Le Directeur général de l’Organisation mondiale de la Santé (OMS), Tedros Adhanom Ghebreyesus, a exprimé ce vendredi 22 Mai 2026, de vives inquiétudes face à l’évolution de l’épidémie d’Ebola en République démocratique du Congo (RDC), particulièrement dans la province de l’Ituri, épicentre de l’épidémie.
Selon les données communiquées par l’OMS, 82 cas confirmés et 7 décès confirmés ont été enregistrés à ce stade. Toutefois, les autorités sanitaires estiment que la situation réelle pourrait être plus, avec environ 750 cas suspects et 177 décès suspects, chiffres encore susceptibles d’évoluer à mesure que la surveillance et les tests de laboratoire se renforcent.
Le Dr Tedros a souligné que la réponse humanitaire est fortement compliquée par l’insécurité et la violence dans les zones touchées, ce qui limite l’accès des équipes médicales. Des renforts de l’OMS ont été déployés à Ituri afin de soutenir les interventions sur le terrain et renforcer la prise en charge des communautés affectées.
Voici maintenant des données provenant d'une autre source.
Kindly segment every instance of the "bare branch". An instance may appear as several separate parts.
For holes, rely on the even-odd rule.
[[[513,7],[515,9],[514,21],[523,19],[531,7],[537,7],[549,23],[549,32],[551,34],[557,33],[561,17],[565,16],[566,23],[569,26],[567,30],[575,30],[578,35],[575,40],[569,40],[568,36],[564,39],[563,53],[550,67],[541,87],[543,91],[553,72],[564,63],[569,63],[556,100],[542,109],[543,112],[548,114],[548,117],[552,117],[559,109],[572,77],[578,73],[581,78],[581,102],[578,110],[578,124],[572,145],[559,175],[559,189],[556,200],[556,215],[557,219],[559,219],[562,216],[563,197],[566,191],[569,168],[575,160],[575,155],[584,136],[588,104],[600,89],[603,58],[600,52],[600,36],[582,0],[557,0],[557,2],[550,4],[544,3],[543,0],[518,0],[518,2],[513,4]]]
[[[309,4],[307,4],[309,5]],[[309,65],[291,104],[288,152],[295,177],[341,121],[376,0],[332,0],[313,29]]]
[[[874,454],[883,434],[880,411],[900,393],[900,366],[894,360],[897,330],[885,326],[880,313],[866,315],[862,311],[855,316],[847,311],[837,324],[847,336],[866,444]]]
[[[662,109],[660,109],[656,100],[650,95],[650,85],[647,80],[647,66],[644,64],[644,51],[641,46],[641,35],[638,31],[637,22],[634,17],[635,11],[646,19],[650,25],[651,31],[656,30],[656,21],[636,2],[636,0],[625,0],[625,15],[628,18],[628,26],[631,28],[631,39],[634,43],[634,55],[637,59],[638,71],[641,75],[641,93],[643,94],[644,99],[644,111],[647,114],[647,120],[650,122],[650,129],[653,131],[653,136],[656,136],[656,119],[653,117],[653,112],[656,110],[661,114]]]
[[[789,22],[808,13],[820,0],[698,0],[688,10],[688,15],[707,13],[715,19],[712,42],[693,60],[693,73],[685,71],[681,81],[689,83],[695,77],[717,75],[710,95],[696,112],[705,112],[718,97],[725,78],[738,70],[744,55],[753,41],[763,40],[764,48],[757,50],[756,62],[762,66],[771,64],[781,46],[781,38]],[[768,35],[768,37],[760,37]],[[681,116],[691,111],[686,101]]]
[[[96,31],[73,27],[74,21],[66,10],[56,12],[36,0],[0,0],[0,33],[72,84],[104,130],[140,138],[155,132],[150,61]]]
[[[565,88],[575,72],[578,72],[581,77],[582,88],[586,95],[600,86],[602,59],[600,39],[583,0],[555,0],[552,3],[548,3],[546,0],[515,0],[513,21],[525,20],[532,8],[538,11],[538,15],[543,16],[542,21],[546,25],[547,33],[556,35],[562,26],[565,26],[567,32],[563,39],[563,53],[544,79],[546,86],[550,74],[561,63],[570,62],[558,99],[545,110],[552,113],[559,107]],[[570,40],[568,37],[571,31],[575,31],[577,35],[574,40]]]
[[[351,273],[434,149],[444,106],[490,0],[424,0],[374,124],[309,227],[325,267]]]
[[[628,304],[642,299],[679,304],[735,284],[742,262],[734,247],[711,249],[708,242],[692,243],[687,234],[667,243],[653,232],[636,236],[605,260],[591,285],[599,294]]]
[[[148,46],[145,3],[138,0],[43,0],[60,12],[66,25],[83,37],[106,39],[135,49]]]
Concernant la situation en Ouganda, les autorités sanitaires font état de 2 cas confirmés et 1 décès, sans nouveaux cas ni décès récents, ce qui indique une stabilité actuelle de la situation dans le pays. L’OMS indique continuer à accompagner les efforts de prévention et de surveillance dans la région.
Le virus Ebola se transmet par contact direct avec les fluides corporels (sang, vomissements, selles ou sperme). Il présente une période d’incubation de 2 à 21 jours et peut provoquer des symptômes graves tels que fièvre, vomissements, diarrhée, douleurs musculaires et, dans certains cas, des hémorragies internes et externes. Son taux de létalité peut atteindre environ 30 % selon les estimations.
Les autorités sanitaires précisent toutefois que le risque de pandémie mondiale reste faible, bien que les pays voisins comme l’Ouganda et le Soudan du Sud soient considérés comme zones à risque nécessitant une surveillance renforcée.
Enfin, l’OMS avertit que la défiance de certaines populations et les attaques contre des centres de traitement compliquent davantage la riposte, augmentant le risque de propagation si les mesures de contrôle ne sont pas respectées.